Diane peers at the road signs. “Is this Chatsworth? What are we doing here?”

“Yeah!”

“What are we doing here?” she asks again. “This is a residential neighborhood!”

“See that red barn over there?”

She looks where Mr. Peanutbutter is pointing. She can make out a big, dark shape that might be red. “Uh, I guess so. But what—”

“That’s where the actor who played Mr. Ed was born!”

“That’s where Bamboo Harvester was born?”

“Yep. It should be a historical landmark!”

“Why would Todd want to go there?”

“Oh, you know Todd! He’s obsessed with famous horses, just like you.”

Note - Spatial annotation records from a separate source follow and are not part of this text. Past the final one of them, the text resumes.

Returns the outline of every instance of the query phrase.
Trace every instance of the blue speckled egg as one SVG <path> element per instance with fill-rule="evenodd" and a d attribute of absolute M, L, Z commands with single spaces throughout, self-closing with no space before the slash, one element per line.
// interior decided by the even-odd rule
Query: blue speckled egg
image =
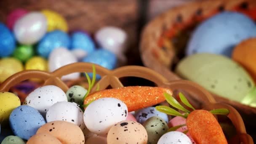
<path fill-rule="evenodd" d="M 247 16 L 224 12 L 205 21 L 195 29 L 187 46 L 187 54 L 208 53 L 230 57 L 242 40 L 256 37 L 256 25 Z"/>
<path fill-rule="evenodd" d="M 46 34 L 39 42 L 37 47 L 37 53 L 42 57 L 48 58 L 53 49 L 59 47 L 69 48 L 70 39 L 64 32 L 59 30 Z"/>
<path fill-rule="evenodd" d="M 16 47 L 13 34 L 5 25 L 0 22 L 0 58 L 11 55 Z"/>
<path fill-rule="evenodd" d="M 82 49 L 87 53 L 91 53 L 95 50 L 95 45 L 90 36 L 81 32 L 74 32 L 71 36 L 72 50 Z"/>
<path fill-rule="evenodd" d="M 167 115 L 158 111 L 155 107 L 146 107 L 140 110 L 135 114 L 137 121 L 141 124 L 143 124 L 147 119 L 154 116 L 158 116 L 164 120 L 166 123 L 168 122 Z"/>
<path fill-rule="evenodd" d="M 46 123 L 38 111 L 25 105 L 20 106 L 13 111 L 9 121 L 13 133 L 26 140 L 35 134 L 37 129 Z"/>

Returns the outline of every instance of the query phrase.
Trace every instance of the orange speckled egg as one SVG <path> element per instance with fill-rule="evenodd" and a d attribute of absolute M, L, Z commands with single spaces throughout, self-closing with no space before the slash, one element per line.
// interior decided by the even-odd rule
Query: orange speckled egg
<path fill-rule="evenodd" d="M 147 133 L 140 123 L 133 121 L 123 121 L 111 127 L 107 139 L 108 144 L 146 144 Z"/>
<path fill-rule="evenodd" d="M 33 136 L 27 144 L 61 144 L 56 138 L 47 133 L 40 133 Z"/>
<path fill-rule="evenodd" d="M 57 138 L 63 144 L 84 144 L 85 137 L 81 129 L 72 123 L 54 121 L 42 126 L 37 134 L 48 133 Z"/>
<path fill-rule="evenodd" d="M 256 37 L 243 41 L 237 45 L 232 54 L 232 59 L 241 64 L 256 82 Z"/>

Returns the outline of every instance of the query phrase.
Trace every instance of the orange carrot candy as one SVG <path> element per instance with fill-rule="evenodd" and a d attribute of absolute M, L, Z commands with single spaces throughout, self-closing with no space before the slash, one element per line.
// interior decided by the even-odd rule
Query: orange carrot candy
<path fill-rule="evenodd" d="M 179 93 L 180 98 L 185 105 L 193 109 L 192 112 L 186 109 L 171 95 L 164 93 L 166 101 L 173 107 L 186 113 L 182 115 L 170 107 L 157 106 L 157 110 L 168 115 L 178 116 L 187 118 L 186 125 L 192 138 L 197 144 L 227 144 L 224 133 L 213 114 L 228 115 L 229 112 L 226 109 L 218 109 L 210 112 L 203 109 L 195 110 L 185 96 Z M 168 132 L 176 131 L 184 125 L 170 128 Z M 184 133 L 186 133 L 187 131 Z"/>
<path fill-rule="evenodd" d="M 123 101 L 131 112 L 152 106 L 165 101 L 164 92 L 172 94 L 170 89 L 149 86 L 128 86 L 97 91 L 89 94 L 84 101 L 84 105 L 102 98 L 110 97 Z"/>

“I’m not obsessed with famous horses—”

“Well, maybe not obsessed,” he allows. “But I mean, you wrote two books about famous horses! That’s a lot of books, Diane.”

“I guess it is,” she allows, taking a moment to relish what could be construed as an acknowledgement of her work.

They’re still several dozen yards from the barn when someone runs into the middle of the street. The glare of the headlights illuminates a red hoodie and yellow beanie.

“Todd!” she yells. It is Todd, though over his usual ensemble he has on a pair of knee-high black boots, a crimson brocade coat, and a huge, velvety hat.

Mr. Peanutbutter hits the brakes. Todd seems to realize all at once whose car it is and rushes toward a passenger door. He tries to open it but it’s locked. He tries again and pulls the handle just as Mr. Peanutbutter hits the unlock button. This happens twice more, both men growing increasingly frantic, until Todd scrambles inside.

“Drive, drive, let’s get out of here!”

Mr. Peanutbutter complies. Diane turns to get a look at Todd. “Are you… dressed as a pirate?”

Todd pulls off his eyepatch and and tri-corner hat, eyes wild. “No time to explain! A bunch of angry macaws are about to fly out of that barn, and we want to be as far away as possible when they do!”

They peel away, back toward the freeway. “I’m glad we found you, Todd.”

“Yeah.” He sighs. “How’d you know where I was, anyway?”

Mr. Peanutbutter grins. “Just lucky.”

 


Diane’s Apartment
8:27 PM

 

Diane collapses on her couch. Her head hits the sequined pillow, which she thinks is filled with buckwheat or upcycled ergonomic acrylic pellets or something else weird but environmentally-friendly. She just wants to turn off her brain, to fucking relax, but she can’t stop going over her whole afternoon with Mr. Peanutbutter. Or thinking about how if she doesn’t move soon she’s going to end up with sequins in her hair. Christ, it’s almost as bad as glitter.

Also there’s something digging into her side. She digs around in the couch cushions, trying to find what’s poking her. Finally she thinks to try her jacket pocket.

Damnit. She still has Todd’s Hobbit pipe.